Michel Bouquet incarnant le peintre Renoir? L’idée est forcément alléchante de voir l’immense acteur jouant un Renoir âgé, maugréant et souffrant comme une bête. Seule la peinture et une jeune et pétillante modèle, Andrée (Christa Théret), donneront à cet homme fatigué un dernier souffle de vie dans le cadre idyllique de la Côte d’Azur.

Dans le film de Gilles Bourdos, il y a en fait deux Renoir: le père au crépuscule de sa vie et l’un de ses fils, Jean (Vincent Rottiers) cherchant sa vocation artistique. Le film rappelle d’ailleurs à ceux qui l’ignoraient (sic) que Jean Renoir est devenu un des plus grands réalisateurs de cinéma… C’est un peu ça le problème avec le film de Gille Bourdos: c’est qu’il s’emmêle parfois les pinceaux (c’est la cas de le dire) en cherchant quel Renoir il va conter. Des deux Renoir, celui de Jean est complétement mis de côté au profit de Pierre-Auguste le patriarche. On aurait voulu plus de profondeur dans cette relation filiale exceptionnelle.

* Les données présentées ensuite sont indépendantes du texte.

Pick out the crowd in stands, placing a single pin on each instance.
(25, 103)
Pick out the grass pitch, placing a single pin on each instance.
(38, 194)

En plus, le film a la fâcheuse tendance à vouloir trop montrer, tout expliquer. Si vous ajoutez la bande-son omniprésente, pourtant joliment composée par l’inévitable Alexandre Desplat, le film est ainsi plombé par ses lourdeurs et ses maladresses.

Cependant le cinéaste parvient à transmettre une fraicheur et une grâce dans ce cadre de verdure, dans cette formidable maison (tourné au domaine du Rayol à Canadel-sur-Mer), loin des horreurs de la guerre (nous sommes en 1915). La photographie de Mark Ping Bing Lee, qui collabore aux côtés de Wong Kar-wai est éblouissante.

En père écrasant et écrasé par la souffrance, Michel Bouquet est excellent. En parfait « scrogneugneu », comme lui fait remarquer Andrée, il sait également du fond de ses orbites incarner la douleur d’un vieillard. C’est poignant. Christa Therét convainc, et la tâche était rude d’exister face à Michel Bouquet, même si elle a tendance à surjouer un peu. Les domestiques en font par contre des tonnes… Il faut aussi signaler la main de Renoir: c’est un ancien faussaire sorti de prison, Guy Ribes, qui exécute à la perfection les toiles du film…

Resteront les images de ce « Renoir », la beauté de la chair des femmes, plus que son scénario qui manque de consistance.